Resistivity curves are mostly used for reservoir identification when the separation between shallow and deep readings is interpreted as a sign of permeable layer. Being true for the conventional reservoirs, this rule does not work for the unconventional ones, the coal-seam-gas reservoir is among them. The latter is described by more complex relationships between its formation properties and most of them are still to be established.
Coal-seam reservoirs are commonly characterized by their density and fracture distribution, which, in turn, affects wireline geophysical-log response. Both of the former mentioned properties are related to the lithotype layering, or brightness, and the thermal-maturity rate and this study investigates the use of microresistivity data for their determination.
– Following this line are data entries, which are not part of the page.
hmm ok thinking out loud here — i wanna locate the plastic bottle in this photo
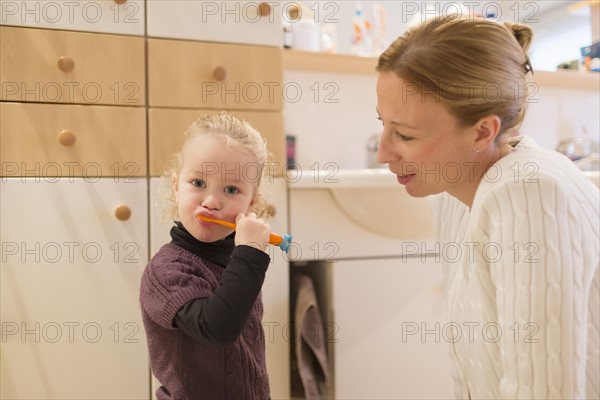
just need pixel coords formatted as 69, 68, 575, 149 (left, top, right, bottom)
351, 2, 372, 56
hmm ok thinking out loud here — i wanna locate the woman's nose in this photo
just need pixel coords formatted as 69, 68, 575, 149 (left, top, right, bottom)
377, 131, 398, 164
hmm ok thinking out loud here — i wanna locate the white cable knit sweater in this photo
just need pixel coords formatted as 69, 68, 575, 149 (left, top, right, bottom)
434, 136, 599, 400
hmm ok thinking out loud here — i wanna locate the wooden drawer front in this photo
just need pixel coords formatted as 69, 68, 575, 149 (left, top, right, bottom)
147, 1, 281, 47
0, 0, 145, 36
0, 26, 145, 105
148, 39, 282, 110
1, 102, 146, 177
148, 108, 284, 176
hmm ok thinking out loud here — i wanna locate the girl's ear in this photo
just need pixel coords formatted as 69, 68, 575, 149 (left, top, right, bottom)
172, 174, 179, 202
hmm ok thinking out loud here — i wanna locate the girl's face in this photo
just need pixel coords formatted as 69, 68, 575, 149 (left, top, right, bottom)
174, 135, 258, 242
376, 71, 481, 201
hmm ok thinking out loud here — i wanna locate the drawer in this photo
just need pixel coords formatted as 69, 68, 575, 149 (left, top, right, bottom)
147, 1, 281, 47
0, 0, 145, 36
148, 38, 282, 110
148, 108, 284, 176
1, 102, 146, 177
0, 26, 145, 105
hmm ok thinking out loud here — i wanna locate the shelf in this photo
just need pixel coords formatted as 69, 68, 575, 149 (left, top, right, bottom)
283, 49, 599, 90
531, 70, 599, 90
283, 49, 378, 75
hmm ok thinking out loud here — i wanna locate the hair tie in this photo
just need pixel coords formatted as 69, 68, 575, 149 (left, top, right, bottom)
523, 56, 534, 75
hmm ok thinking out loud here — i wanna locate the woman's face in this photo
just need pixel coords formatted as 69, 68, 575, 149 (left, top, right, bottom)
174, 136, 258, 242
376, 71, 480, 200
Borehole electrical images have been chosen as a source of microresistivity data and an algorithm for extraction of these data from microresistivity images has been created. Data from a specific commercial microresistivity imaging tool data were used with this algorithm, which may require some adjustment to be used with other microimagers. It should be noticed that raw data from the microimager were used prior to any static or dynamic processing.
Although resistivity tools are commonly used in the petroleum exploration, they are not as common in the coal industry. Moreover, the vertical resolution of conventional resistivity tools might exceed several times the thickness of individual coal seams and cannot reliably be used for coal-properties characterization due to this drawback. Microresistivity tools might be of interest in that case but the problem is that these devices are even more rarely exploited in coal studies than conventional resistivity tools.In contrast to microresistivity sondes, high-resolution microresistivity imaging tools are widely used in petroleum exploration, e.g., for formation textural features interpretation and dip determination (Ye et al., 1997; Ye et al., 1998). However, these data are presented as an image (graphical object). The transformation of imaging data into a single microresistivity curve might provide resistivity data with perfect vertical resolution (5 mm). For unconventional reservoirs in general, and coal seams in particular, this level of resolution would enhance the identification of laminations and banding properties used for characterization.